By Sarah Mac Donald - 28 March, 2018
“In the first 12 weeks of pregnancy no medical reason for abortion whatsoever need be offered. Perfectly healthy women will be aborting perfectly healthy babies. How is this ‘healthcare’?" - Maria Steen.
The Iona Institute has warned that the Government’s proposed abortion law will, to all intents and purposes, permit abortion-on-demand.
In a statement issued on Tuesday evening in response to Minister Simon Harris’ announcement that the Cabinet had approved the main points of the proposed legislation which will be tabled if the referendum on the Eighth Amendment is passed, the Iona Institute said the abortion law being proposed is in no real way restrictive and in practice would mean very few women being refused an abortion in Ireland.
Earlier on Tuesday, Minister for Health Simon Harris said the Government proposed unrestricted abortion where a medical practitioner has certified that the pregnancy has not exceeded 12 weeks.
A space of seventy-two hours must elapse between an application for an abortion and the abortion procedure being carried out.
Minister Harris said that abortion would only be available in exceptional circumstances beyond 12 weeks. This includes where there is a risk to the health or life of the mother, in emergency situations and in cases of fatal foetal abnormality.
He said in all other circumstances abortion would remain unlawful.
In cases where there was a risk to the life or health of a woman, abortion would not be lawful “beyond viability” and the pregnancy would be ended through early delivery with a full medical team.
In their statement, the Iona Institute said the safeguards being proposed following 12 weeks would be no more effective than they are in Britain.
Commenting on the draft law, Maria Steen of the Iona Institute said, “It is misleading on the part of our Health Minister, and the Government, to imply this law would be restrictive. They know perfectly well that the proposed law is even more radical in almost every respect than the British law, which permits abortion, effectively on demand.”
Ms Steen added that it was “doubly misleading” to describe what is being proposed as ‘healthcare’.
“In the first 12 weeks of pregnancy no medical reason for abortion whatsoever need be offered. Perfectly healthy women will be aborting perfectly healthy babies.
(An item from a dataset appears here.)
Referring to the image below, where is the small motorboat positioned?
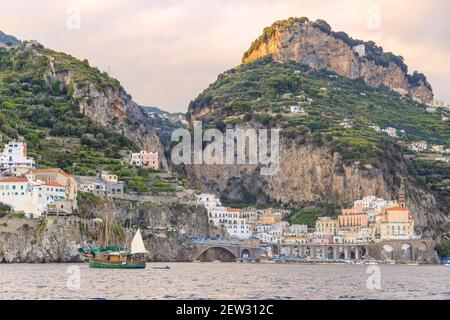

How is this ‘healthcare’? It is the opposite, and a total inversion of medicine.”
“We are confident the Irish people will see through the Government’s spin and see that what is being proposed is, in fact, a very radical abortion law that offers the unborn child no real legal protection. Without the Eighth Amendment, there will be nothing to prevent this or any future Oireachtas from enacting even more extreme abortion laws. For this reason, we trust that the electorate will, in the end, vote to keep the pro-life amendment,” Maria Steen said.
Meanwhile, the Pro Life Campaign has said the Government’s proposals on abortion are “way more extreme than Britain’s, where 1 in 5 pregnancies now end in abortion.”
Dr Ruth Cullen of the Pro Life Campaign said, “Every day between now and the referendum the Government will try to convince voters that its proposal is reasonable and even restrictive. But the truth is what’s being proposed is one of the most extreme abortion laws anywhere in the world, including the proposal for unrestricted access to abortion up to three months in pregnancy, a provision that goes much further than what the English law currently permits.”
Dr Cullen continued, “The Government’s abortion proposal effectively sets the rights of unborn babies at zero. Government ministers know full well too that if the Eighth Amendment were repealed there is no guarantee that even the proposed restrictions on late-term abortions would last any length of time.”
“The Taoiseach, the Minister for Health and others in government have totally abandoned the rights of unborn babies. They should stop pretending otherwise with insertions here and there to the Bill that are utterly meaningless and would do nothing whatsoever to safeguard the right to life.”
“It’s extremely heartening though that the public are starting to see through what’s going on, as evidenced by recent opinion polls. This Government can package its proposal any way it wants but that won’t change the sad and tragic fact that repeal equals abortion on demand and nothing else.”
The Pro Life Campaign also said that the Tánaiste Simon Coveney had brought the issue of trusting politicians to the front and centre of the debate after becoming the latest politician who in the space of just a few weeks has entirely changed his position on the kind of abortion regime he supports.
Commenting on the Tánaiste’s latest position in favour of unrestricted abortion up to three months in pregnancy, PLC spokesperson Cora Sherlock said, “If someone like Minister Coveney can change his mind in a matter of weeks, it brings the question of trust in politicians to the front and centre of the debate because if we were to repeal the Eighth Amendment, politicians would be given a blank cheque to make whatever laws they wanted with regard to making abortion more widely available and the public would never again have a chance to have their say on protecting the right to life at its fragile beginnings.”